I've been trying to debug this for a while now, and I thought I had it working, but then made some other changes, and now back again.
Basically, I have Vagrant looping over a list of machines definitions and while my Ansible inventory looks perfectly fine, I find that only one host is actually being provisioned.
Generated Ansible Inventory -- The SSH ports are all different, groups are correct
# Generated by Vagrant
kafka.cp.vagrant ansible_host=127.0.0.1 ansible_port=2200 ansible_user='vagrant' ansible_ssh_private_key_file='/workspace/confluent/cp-ansible/vagrant/.vagrant/machines/kafka.cp.vagrant/virtualbox/private_key' kafka='{"broker": {"id": 1}}'
zk.cp.vagrant ansible_host=127.0.0.1 ansible_port=2222 ansible_user='vagrant' ansible_ssh_private_key_file='/workspace/confluent/cp-ansible/vagrant/.vagrant/machines/zk.cp.vagrant/virtualbox/private_key'
connect.cp.vagrant ansible_host=127.0.0.1 ansible_port=2201 ansible_user='vagrant' ansible_ssh_private_key_file='/workspace/confluent/cp-ansible/vagrant/.vagrant/machines/connect.cp.vagrant/virtualbox/private_key'
[preflight]
zk.cp.vagrant
kafka.cp.vagrant
connect.cp.vagrant
[zookeeper]
zk.cp.vagrant
[broker]
kafka.cp.vagrant
[schema-registry]
kafka.cp.vagrant
[connect-distributed]
connect.cp.vagrant
Generated hosts file -- IPs and hostnames are correct
## vagrant-hostmanager-start id: aca1499c-a63f-4747-b39e-0e71ae289576
192.168.100.101 zk.cp.vagrant
192.168.100.102 kafka.cp.vagrant
192.168.100.103 connect.cp.vagrant
## vagrant-hostmanager-end
Ansible Playbook I want to run -- Correctly correspond to the groups in my inventory
- hosts: preflight
tasks:
- import_role:
name: confluent.preflight
- hosts: zookeeper
tasks:
- import_role:
name: confluent.zookeeper
- hosts: broker
tasks:
- import_role:
name: confluent.kafka-broker
- hosts: schema-registry
tasks:
- import_role:
name: confluent.schema-registry
- hosts: connect-distributed
tasks:
- import_role:
name: confluent.connect-distributed
For any code missing here, see Confluent :: cp-ansible.

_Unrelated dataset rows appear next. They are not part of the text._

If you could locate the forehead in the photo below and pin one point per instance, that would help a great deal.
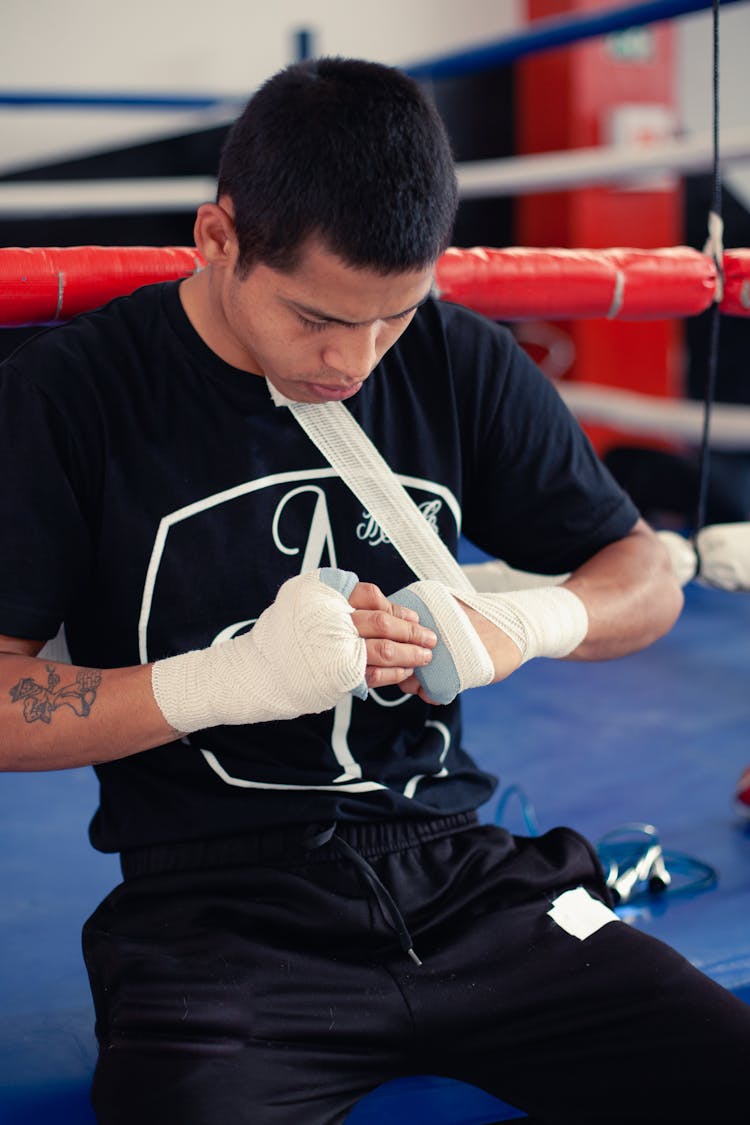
(324, 284)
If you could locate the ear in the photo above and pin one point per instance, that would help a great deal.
(215, 234)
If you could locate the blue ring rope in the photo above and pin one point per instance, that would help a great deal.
(558, 32)
(542, 35)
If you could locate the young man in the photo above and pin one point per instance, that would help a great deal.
(309, 906)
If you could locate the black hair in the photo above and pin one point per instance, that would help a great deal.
(346, 150)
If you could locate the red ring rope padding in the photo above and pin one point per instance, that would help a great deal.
(48, 285)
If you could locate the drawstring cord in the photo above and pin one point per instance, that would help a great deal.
(316, 837)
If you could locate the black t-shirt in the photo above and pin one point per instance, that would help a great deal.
(153, 498)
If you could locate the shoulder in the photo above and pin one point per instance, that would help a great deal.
(83, 348)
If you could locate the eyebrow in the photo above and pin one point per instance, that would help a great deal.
(319, 315)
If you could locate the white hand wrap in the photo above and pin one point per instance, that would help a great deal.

The following is a sample of my Vagrantfile. (I made a fork, but haven't committed until I get this working...)
I know that this if index == machines.length - 1
should work according to the Vagrant documentation, and it does start all the machines, then only runs Ansible on the last machine, but its just all the tasks are executed on first one for some reason.
machines = {"zk"=>{"ports"=>{2181=>nil}, "groups"=>["preflight", "zookeeper"]}, "kafka"=>{"memory"=>3072, "cpus"=>2, "ports"=>{9092=>nil, 8081=>nil}, "groups"=>["preflight", "broker", "schema-registry"], "vars"=>{"kafka"=>"{\"broker\": {\"id\": 1}}"}}, "connect"=>{"ports"=>{8083=>nil}, "groups"=>["preflight", "connect-distributed"]}}
Vagrant.configure("2") do |config|
if Vagrant.has_plugin?("vagrant-hostmanager")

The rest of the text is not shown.